我笑着止住了话头,将平淡自持的视线继续放回那紧闭的殿门,一瞬不宁,继而恢复无情。
李公公抬袖示意一旁急急张口之人,闭目深吸一气,笑面呈递,温言依旧。
“如此,苏将军珍重,万事皆是可以周转的。老奴不过残败之身,并看不透如今走向,只是有一点,送与苏将军,万万勿要与陛下伤了和气。”
他言毕,意味深长地抬眸,眼角的纹路蜿蜒之下,顺着雨露滴下檐角,竟然显得苍凉与深沉。
我闭了目,当是难得的养神之机,笑意收敛在嘴角,却在李公公下一句轻微的人言后,笑意掉入冰冷的积水里去。
“苏将军,老奴斗胆多嘴一句。您要是觉着道理呢,就听去,要是冒犯了将军,将军就当没听过,老奴自个掌嘴。”
他慢悠悠地屏退两边垂立恭谨的干儿子们,一路走路没声地过来,却无端令我毛骨悚然起来。
终于,他不带气息地驻足在我身侧,悄声道。
“苏将军,有些时候,身不能己。老奴觉着,将军与我们,有时其实都是这样,全都拴在陛下身上,不是吗?”
我眼底崩碎,眼睁睁望着目前慈眉善目老者微一点头,然后拂衣而去,那稍稍佝偻的脊背与远处的山峦重叠,分不清彼此,分不清来路与去道。

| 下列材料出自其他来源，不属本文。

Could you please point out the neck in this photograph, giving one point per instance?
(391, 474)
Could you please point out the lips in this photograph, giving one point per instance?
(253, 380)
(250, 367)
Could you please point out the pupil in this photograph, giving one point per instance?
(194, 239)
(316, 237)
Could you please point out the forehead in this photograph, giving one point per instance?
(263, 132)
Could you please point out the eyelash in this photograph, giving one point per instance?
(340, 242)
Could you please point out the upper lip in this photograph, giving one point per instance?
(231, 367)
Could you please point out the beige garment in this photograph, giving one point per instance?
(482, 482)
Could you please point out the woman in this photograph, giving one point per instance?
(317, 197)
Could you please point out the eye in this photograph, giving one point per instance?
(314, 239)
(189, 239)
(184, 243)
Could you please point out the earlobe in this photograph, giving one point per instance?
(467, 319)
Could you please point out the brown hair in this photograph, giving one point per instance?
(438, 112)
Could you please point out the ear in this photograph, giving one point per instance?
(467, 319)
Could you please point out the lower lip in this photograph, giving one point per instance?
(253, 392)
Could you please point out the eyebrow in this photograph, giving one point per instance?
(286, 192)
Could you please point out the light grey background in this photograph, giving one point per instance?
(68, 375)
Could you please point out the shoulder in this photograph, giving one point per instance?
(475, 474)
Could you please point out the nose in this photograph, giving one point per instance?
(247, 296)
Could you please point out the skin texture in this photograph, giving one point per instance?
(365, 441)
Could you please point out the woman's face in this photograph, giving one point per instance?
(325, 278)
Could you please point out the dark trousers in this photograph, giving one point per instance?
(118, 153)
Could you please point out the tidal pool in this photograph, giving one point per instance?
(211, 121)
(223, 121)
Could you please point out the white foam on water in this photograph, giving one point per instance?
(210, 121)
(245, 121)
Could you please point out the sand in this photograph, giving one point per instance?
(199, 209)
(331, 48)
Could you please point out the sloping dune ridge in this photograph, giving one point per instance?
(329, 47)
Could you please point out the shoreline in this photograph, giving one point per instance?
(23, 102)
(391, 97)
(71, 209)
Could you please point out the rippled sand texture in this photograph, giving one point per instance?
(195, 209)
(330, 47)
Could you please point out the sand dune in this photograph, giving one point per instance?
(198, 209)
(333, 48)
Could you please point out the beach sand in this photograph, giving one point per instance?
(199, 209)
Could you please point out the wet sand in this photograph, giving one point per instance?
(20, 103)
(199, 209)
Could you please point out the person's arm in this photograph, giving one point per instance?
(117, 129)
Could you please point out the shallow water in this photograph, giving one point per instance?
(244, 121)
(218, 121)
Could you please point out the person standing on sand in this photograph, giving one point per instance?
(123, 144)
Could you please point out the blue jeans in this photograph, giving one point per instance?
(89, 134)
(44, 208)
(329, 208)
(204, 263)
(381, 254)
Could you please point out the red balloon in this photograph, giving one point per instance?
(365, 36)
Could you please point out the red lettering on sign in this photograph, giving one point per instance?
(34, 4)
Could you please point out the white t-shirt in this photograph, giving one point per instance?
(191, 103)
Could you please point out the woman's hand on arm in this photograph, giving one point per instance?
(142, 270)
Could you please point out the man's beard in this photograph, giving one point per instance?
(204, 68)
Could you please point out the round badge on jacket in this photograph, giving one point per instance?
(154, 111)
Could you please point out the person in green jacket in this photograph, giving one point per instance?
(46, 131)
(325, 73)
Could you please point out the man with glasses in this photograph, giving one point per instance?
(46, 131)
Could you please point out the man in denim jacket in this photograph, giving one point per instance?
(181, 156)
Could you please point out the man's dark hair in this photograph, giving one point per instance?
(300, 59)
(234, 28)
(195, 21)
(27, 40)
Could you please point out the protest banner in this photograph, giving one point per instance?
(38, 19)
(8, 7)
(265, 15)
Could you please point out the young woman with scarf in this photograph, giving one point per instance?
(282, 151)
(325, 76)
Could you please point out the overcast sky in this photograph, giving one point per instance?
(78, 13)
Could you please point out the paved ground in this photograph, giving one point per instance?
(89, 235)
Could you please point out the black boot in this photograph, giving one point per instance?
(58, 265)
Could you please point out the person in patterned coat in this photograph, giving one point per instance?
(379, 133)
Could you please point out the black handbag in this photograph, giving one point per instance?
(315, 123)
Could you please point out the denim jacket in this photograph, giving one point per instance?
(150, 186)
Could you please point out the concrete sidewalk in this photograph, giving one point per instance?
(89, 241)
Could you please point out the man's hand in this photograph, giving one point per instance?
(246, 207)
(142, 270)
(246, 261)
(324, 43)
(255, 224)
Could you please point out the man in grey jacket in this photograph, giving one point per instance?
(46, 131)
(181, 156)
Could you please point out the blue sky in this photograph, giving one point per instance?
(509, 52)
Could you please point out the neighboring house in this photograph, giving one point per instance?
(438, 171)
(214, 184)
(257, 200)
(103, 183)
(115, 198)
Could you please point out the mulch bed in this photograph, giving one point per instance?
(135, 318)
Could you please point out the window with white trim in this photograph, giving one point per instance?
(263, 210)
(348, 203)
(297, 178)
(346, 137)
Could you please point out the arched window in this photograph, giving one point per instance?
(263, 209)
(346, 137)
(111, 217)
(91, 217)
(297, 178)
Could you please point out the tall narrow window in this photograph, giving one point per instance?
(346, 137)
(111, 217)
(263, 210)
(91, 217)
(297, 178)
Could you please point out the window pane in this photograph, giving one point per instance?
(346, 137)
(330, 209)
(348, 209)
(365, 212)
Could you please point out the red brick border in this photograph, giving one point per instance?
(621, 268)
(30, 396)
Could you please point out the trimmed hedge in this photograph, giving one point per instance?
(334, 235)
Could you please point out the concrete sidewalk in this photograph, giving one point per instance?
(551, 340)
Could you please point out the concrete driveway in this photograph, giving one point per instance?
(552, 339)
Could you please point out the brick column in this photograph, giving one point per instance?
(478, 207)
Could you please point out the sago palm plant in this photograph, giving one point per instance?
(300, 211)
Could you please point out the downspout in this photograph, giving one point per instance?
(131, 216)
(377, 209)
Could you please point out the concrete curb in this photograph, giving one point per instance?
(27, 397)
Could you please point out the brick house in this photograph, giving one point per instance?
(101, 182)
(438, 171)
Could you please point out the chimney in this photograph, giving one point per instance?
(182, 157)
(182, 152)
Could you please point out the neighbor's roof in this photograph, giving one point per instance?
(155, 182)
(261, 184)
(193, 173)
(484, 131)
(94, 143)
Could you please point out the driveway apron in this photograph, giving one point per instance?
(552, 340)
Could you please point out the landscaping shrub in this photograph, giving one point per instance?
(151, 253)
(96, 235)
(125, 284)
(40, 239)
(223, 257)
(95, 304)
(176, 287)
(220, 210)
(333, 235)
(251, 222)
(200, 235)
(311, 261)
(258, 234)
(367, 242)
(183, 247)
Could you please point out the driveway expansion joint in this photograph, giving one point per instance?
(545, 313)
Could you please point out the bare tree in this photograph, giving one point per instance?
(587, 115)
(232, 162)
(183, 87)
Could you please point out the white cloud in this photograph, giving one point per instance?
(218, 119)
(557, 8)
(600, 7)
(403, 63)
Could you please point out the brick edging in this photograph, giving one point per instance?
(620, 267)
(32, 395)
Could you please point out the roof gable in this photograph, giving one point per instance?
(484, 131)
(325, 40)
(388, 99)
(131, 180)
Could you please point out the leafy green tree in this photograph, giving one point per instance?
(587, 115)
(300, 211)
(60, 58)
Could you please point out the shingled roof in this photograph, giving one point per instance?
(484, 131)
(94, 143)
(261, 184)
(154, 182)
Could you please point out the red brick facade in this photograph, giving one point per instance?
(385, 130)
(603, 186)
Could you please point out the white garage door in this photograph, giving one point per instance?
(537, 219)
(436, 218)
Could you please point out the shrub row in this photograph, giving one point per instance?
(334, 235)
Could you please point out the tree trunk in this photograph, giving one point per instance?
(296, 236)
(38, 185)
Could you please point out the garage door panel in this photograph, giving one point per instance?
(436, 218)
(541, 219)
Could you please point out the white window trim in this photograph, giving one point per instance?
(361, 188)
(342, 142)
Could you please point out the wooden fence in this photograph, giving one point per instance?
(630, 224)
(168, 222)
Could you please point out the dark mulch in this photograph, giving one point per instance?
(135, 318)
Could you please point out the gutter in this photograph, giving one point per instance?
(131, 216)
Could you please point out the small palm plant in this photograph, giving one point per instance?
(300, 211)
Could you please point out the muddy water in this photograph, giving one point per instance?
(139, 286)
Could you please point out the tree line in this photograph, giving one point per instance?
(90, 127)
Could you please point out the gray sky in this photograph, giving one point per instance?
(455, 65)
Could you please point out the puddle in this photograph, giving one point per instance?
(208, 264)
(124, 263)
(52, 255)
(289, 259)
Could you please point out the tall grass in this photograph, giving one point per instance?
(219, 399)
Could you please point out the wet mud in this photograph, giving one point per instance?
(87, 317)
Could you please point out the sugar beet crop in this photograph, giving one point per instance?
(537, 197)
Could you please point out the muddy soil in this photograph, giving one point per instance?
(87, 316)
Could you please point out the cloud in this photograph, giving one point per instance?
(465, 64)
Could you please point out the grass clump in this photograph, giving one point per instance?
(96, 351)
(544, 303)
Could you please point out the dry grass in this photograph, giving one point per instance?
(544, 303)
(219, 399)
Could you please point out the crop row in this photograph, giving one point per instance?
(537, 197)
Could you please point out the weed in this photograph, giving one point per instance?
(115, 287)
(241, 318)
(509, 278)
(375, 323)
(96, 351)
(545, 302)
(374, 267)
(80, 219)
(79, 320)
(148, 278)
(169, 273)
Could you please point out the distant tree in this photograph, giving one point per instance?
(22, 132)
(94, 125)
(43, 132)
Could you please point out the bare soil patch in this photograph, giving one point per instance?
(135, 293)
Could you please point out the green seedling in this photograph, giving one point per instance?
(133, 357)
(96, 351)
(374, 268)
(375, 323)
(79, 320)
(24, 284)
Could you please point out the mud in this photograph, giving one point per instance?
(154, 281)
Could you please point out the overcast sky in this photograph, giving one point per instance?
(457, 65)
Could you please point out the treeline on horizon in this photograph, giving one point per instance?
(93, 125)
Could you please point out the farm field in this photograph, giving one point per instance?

我微微苦笑,继而叹息,最后将说不出口的话自言自语掉,直到化在浓重的秋冬雾气里,任谁也分辨不出本来的模样。
“可是,李公公,如果这一次,陛下他要我打的,是西戎呢?”
是啊,我只要无差别地踊跃表一句忠心,张怀民就会显出明君之姿,垂念关切将士疲乏,山海一程,换了人选。
他或许只是需要我的表态,来应对朝中再生的疑虑与猜忌,因为今日的朝会比平日提早了半个钟,并且还未下朝,定是那些个老面孔极力陈言我去亲手斩断西戎的永绝后患性,而张怀民在隐忍着替我拦下这些不怀好意的想法。
正思绪飘摇,殿门缓缓开启,一个宫人低眉走出,瑟缩非常,甚至不敢看我,我却隐隐觉得,不是因为畏惧,而是……不忍?
我最后望了一眼绚烂的天色,似血夕阳,金边镌雕,一半是残阳火花连天坠,一般是新月如勾逐渐完满,地上的砖锃亮如镜,映出郁色滚烫,金光溢出的画面定格。